The criminal charges related to the devastating punch thrown by running back Joe Mixon at the face of a young woman in Oklahoma in July 2014 were resolved months ago. On Friday, the civil claim arising from the incident was settled.
““I am happy we were able to bring the lawsuit to an end,” victim Amelia Molitor said. “Joe and I were able to meet privately, without any attorneys, and talk about our experiences since that night. I am encouraged that we will both be able to move forward from here with our lives. From our private discussions I am satisfied that we are going to put this behind us and work towards helping others who may have found themselves in similar circumstances. I greatly appreciate his apology and I think the feelings he expressed were sincere. We both could have handled things differently. I believe if we had a chance to go back to that moment in time, the situation would not have ended the way it did.”
“I’m thankful Mia and I were able to talk privately,” Mixon said. “I was able to apologize to her one-to-one. The way I reacted that night, that’s not me. That’s not the way I was raised. I think she understands that. Talking together helps move us past what happened. I know I have to keep working to be a better person, and this is another step in that direction. I love working with kids, and I’m looking for more chances to do that kind of work. I want to lead a life that inspires them, and I hope I can lead by example from today forward.”
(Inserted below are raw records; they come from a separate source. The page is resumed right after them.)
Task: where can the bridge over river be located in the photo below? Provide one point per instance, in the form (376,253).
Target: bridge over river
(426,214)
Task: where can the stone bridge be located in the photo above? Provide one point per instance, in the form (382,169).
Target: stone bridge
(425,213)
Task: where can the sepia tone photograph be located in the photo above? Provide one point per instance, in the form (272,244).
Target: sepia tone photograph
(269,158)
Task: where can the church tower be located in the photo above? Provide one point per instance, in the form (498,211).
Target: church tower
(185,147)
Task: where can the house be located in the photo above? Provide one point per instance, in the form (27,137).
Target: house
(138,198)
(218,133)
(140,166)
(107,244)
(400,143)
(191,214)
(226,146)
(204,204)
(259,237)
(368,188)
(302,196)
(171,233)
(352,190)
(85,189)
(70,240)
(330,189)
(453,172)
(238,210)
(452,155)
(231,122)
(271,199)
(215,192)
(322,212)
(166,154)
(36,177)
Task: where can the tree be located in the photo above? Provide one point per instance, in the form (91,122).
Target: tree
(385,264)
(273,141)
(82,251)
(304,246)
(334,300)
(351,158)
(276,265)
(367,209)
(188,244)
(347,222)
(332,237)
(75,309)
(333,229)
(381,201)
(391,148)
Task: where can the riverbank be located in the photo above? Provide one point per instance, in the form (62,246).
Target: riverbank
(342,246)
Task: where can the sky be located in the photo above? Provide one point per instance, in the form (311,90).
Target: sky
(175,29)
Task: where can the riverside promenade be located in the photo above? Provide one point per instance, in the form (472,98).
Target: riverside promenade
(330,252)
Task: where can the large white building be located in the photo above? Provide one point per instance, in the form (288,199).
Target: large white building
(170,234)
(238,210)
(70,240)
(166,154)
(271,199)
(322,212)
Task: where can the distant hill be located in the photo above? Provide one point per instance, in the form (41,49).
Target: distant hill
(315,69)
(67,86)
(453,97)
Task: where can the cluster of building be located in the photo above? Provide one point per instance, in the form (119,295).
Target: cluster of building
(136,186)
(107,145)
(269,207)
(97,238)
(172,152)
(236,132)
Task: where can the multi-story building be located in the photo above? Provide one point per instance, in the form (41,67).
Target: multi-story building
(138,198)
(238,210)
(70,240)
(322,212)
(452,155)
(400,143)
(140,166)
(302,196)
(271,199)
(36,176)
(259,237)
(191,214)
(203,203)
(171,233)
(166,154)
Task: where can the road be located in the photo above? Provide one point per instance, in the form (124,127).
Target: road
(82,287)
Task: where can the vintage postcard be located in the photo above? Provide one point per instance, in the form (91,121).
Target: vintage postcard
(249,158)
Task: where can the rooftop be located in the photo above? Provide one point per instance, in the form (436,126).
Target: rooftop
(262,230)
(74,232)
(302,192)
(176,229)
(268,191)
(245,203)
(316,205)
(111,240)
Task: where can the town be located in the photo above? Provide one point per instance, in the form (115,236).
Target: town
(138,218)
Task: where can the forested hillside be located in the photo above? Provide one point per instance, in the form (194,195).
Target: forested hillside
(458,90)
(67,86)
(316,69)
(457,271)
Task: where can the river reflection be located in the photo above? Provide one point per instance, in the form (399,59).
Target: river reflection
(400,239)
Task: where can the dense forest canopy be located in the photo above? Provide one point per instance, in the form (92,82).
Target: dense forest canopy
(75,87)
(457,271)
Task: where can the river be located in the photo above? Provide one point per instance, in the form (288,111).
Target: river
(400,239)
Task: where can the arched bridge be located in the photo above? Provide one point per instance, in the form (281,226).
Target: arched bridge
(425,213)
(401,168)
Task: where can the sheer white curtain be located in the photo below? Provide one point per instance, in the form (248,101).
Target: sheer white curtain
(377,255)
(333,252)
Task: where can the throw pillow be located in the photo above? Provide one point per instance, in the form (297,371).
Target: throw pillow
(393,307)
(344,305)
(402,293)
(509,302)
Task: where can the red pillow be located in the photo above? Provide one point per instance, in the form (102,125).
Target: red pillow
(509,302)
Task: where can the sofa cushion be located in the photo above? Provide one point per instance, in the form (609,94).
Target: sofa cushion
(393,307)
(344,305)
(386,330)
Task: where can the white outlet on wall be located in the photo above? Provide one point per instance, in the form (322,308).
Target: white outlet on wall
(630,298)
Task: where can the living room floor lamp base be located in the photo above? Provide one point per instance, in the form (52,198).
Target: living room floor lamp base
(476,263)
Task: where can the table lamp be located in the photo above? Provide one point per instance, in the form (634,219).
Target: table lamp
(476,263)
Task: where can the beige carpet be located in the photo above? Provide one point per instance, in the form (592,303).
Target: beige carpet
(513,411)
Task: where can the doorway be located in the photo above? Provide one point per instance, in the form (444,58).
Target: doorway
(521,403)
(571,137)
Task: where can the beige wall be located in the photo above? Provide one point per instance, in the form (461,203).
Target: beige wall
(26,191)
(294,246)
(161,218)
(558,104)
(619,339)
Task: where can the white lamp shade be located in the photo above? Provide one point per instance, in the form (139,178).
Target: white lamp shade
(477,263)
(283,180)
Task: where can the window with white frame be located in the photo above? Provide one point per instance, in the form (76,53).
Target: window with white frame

“Going forward, Joe and I agreed we needed to move on from this situation and focus on the future,” Molitor said. “I’m now planning to attend graduate school. I still plan to speak out and support other people, whether on college campuses or elsewhere, who are faced with overcoming difficult circumstances that have attracted intense public scrutiny. I’m finished talking about what happened that night with Joe. It’s time to move on from that. I wish Joe the best of luck in his future.”
The amount of the settlement was not disclosed, which is common when it comes to the resolution of civil cases. In this case, liability wasn’t an issue; the punch happened. The question is whether and to what extent a jury would have awarded significant financial damages to Ms. Molitor, with the primary factors being out-of-pocket expenses (typically, medical bills), pain and suffering, and emotional harm.
For both sides, the question becomes picking a value that both sides can live with, as opposed to rolling the dice on an outcome that one side or the other may have found to be completely unacceptable. Also, there’s value in not going through the stress and acrimony of a trial, and the agony of waiting for the jury to return its verdict. (Of all the things I don’t miss about practicing law, waiting for the jury to knock loudly and firmly on the door to the deliberation room is the thing I miss the least.)
It’s believed that the settlement consisted of a flat, finite sum, with no percentage of Mixon’s future earnings tied to the payment.
The settlement won’t hurt Mixon’s draft stock, which currently is the subject of much speculation and debate. For any team thinking about picking Mixon, that team will now be able to proceed without ever having to worry about a public trial in which Mixon would testify — and during which the video of the punch would be played multiple times, both in court and during any news coverage of the trial and its outcome.